I’ve been meaning to write this post forever, but once I started doing what I suggest here it seemed so obvious that I have trouble remembering what life was like before I did it. Once you’ve been working in a terminal for long enough, you realize how much more productive you can be with your aliases, scripts, prompts, plugins and other configurations setup the way you like. This becomes especially apparent when you either work on someone else’s machine, or something happens and you have to rebuild yours and you realize just how slow you are in comparison.

How do you avoid this slowdown and prevent loss of all those great hacks and configurations you’ve built up? Version control all the files that enable your productive environment. Here’s my repo for all those files.

https://github.com/mmrobins/config-files

I’ve got bash, zsh, vim, screen, tmux, irb, tmux, irssi, ruby scripts, puppet scripts and more in this git repository. I spend a lot time working remotely via ssh or on virtual machines on my development box, so it’s important not only that I have these files available, but I also have a fast way to get all these files in place quickly. I also want changes that I make to these files to be easy to commit back to my repository. To accomplish this, I make all these files symlinks to the files in my repository so that if I edit ~/.bashrc with my great new alias that saves all sorts of typing, it’s actually editing the .bashrc in my git respository. Then I have a little perl script that when run puts all these symlinks in place for my automatically and backup up any files I’m moving out of the way to create the links, just in case.

https://github.com/mmrobins/config-files/blob/master/create_symlinks

Now whenever I end up in a new environment on the terminal, I can get all my productivity in place with a few simple commands from the home directory.

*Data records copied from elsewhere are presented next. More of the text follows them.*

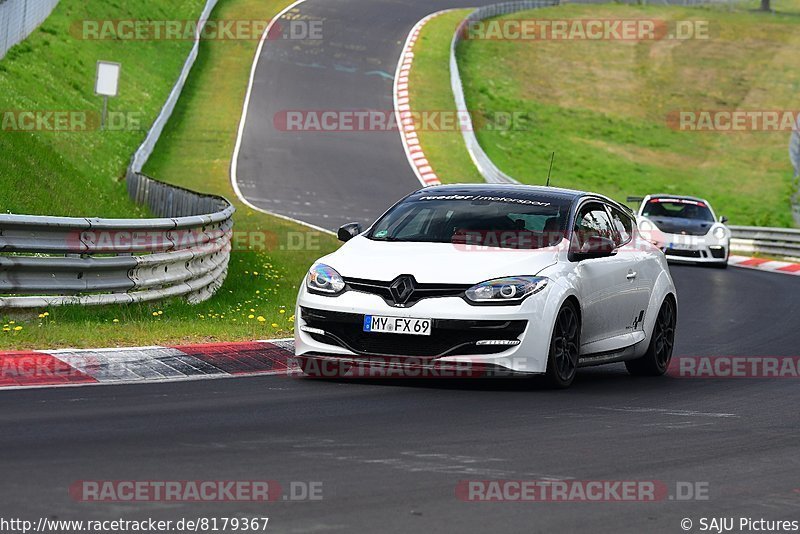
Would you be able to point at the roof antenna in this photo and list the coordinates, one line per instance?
(552, 157)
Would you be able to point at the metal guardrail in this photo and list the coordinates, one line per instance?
(146, 148)
(18, 18)
(52, 261)
(770, 241)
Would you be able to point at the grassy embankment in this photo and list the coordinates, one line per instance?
(603, 106)
(79, 174)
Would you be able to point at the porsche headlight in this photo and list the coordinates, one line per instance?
(324, 279)
(512, 290)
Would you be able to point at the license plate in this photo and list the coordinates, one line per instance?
(397, 325)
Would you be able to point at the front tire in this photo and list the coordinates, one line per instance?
(562, 362)
(656, 360)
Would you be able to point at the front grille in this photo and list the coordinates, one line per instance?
(682, 253)
(448, 336)
(419, 291)
(717, 253)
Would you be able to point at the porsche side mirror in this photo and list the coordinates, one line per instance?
(348, 231)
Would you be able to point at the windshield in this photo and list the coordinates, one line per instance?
(482, 220)
(679, 209)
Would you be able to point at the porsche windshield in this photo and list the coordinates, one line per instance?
(678, 209)
(479, 219)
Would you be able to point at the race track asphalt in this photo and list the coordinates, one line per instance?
(389, 454)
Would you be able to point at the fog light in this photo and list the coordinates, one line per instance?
(310, 330)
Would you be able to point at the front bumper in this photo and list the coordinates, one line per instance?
(457, 329)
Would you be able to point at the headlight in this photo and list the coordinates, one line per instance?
(511, 290)
(324, 279)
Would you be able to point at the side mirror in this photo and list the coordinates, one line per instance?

git clone git://github.com/mmrobins/config-files.git
./config-files/create_symlinks
source .bashrc

Now vim has my plugins and configuration, bash has my prompt, if GNU Screen or tmux are available they’re how I like them, my aliases work, etc. There’s always going to be tweaks necessary for this to work cross platform and on different machines with different privileges, but since committing those changes back to the git repo is so easy, it become a natural part of my workflow to have these incremental improvements to my work environment available everywhere I work.